Il serait erroné de dire que les salaires ont contribué à l'inflation, puisque c'est l'explosion du coût de l'énergie qui a été le premier facteur inflationniste. Néanmoins, les coûts unitaires du travail et ceux du capital ont contribué d'une certaine manière à renforcer l'inflation, les marges de profit ayant augmenté. On peut espérer que, comme c'est le cas généralement, les hausses de salaire fassent suite au rétablissement des marges.
Il faut néanmoins garder à l'esprit qu'un choc a eu lieu : un choc d'offre pour les petites et moyennes entreprises, et un choc de revenu, car la France reste dépendante des pays étrangers pour une bonne partie de son énergie.
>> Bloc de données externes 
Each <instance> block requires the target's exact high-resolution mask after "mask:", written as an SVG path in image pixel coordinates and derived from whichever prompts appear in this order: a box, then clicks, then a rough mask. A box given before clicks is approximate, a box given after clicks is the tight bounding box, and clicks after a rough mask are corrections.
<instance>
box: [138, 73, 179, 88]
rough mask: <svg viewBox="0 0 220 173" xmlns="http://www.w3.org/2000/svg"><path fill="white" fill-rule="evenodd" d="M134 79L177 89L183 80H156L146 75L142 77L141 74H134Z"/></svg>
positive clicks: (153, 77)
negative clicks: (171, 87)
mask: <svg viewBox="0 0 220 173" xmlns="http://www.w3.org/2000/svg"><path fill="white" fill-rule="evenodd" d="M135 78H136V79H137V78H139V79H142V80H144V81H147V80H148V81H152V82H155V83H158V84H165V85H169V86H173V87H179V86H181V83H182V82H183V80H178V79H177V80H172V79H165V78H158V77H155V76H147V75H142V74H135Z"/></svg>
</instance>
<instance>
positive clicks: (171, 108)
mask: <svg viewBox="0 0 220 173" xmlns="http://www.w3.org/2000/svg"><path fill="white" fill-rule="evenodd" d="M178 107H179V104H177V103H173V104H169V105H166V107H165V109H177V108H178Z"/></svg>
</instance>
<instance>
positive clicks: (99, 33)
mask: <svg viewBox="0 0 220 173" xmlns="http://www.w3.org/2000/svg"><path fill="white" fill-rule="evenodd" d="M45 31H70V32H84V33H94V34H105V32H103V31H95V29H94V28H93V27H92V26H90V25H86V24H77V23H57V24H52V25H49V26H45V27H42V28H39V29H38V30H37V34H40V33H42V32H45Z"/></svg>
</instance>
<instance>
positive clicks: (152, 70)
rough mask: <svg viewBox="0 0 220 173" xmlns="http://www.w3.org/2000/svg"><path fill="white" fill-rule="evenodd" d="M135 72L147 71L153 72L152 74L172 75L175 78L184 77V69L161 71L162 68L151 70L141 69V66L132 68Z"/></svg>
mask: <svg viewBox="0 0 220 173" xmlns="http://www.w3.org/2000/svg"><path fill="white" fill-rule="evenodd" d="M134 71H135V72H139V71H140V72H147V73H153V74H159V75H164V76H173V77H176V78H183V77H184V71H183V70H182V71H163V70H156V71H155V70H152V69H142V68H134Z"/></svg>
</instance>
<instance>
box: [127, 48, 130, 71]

Or ce choc doit être absorbé quelque part. Comment ? Il faut garder un œil sur la productivité, qui peut amener une augmentation des salaires plus pérennes. Néanmoins, si nos rapports ont suggéré que nous pointions le risque d'une boucle prix-salaires, je pense que ce risque est beaucoup moins important aujourd'hui.
Quant à la question des taux d'intérêt, il est certain que ceux-ci ont un impact sur la demande, mais l'inflation aussi. J'estime donc que, s'il n'est peut-être pas nécessaire d'aller encore plus loin sur les taux d'intérêt, les diminuer dès aujourd'hui, comme si une page s'était tournée, serait un peu prématuré. Nous risquerions de devoir ensuite à nouveau les rehausser pour réduire les salaires.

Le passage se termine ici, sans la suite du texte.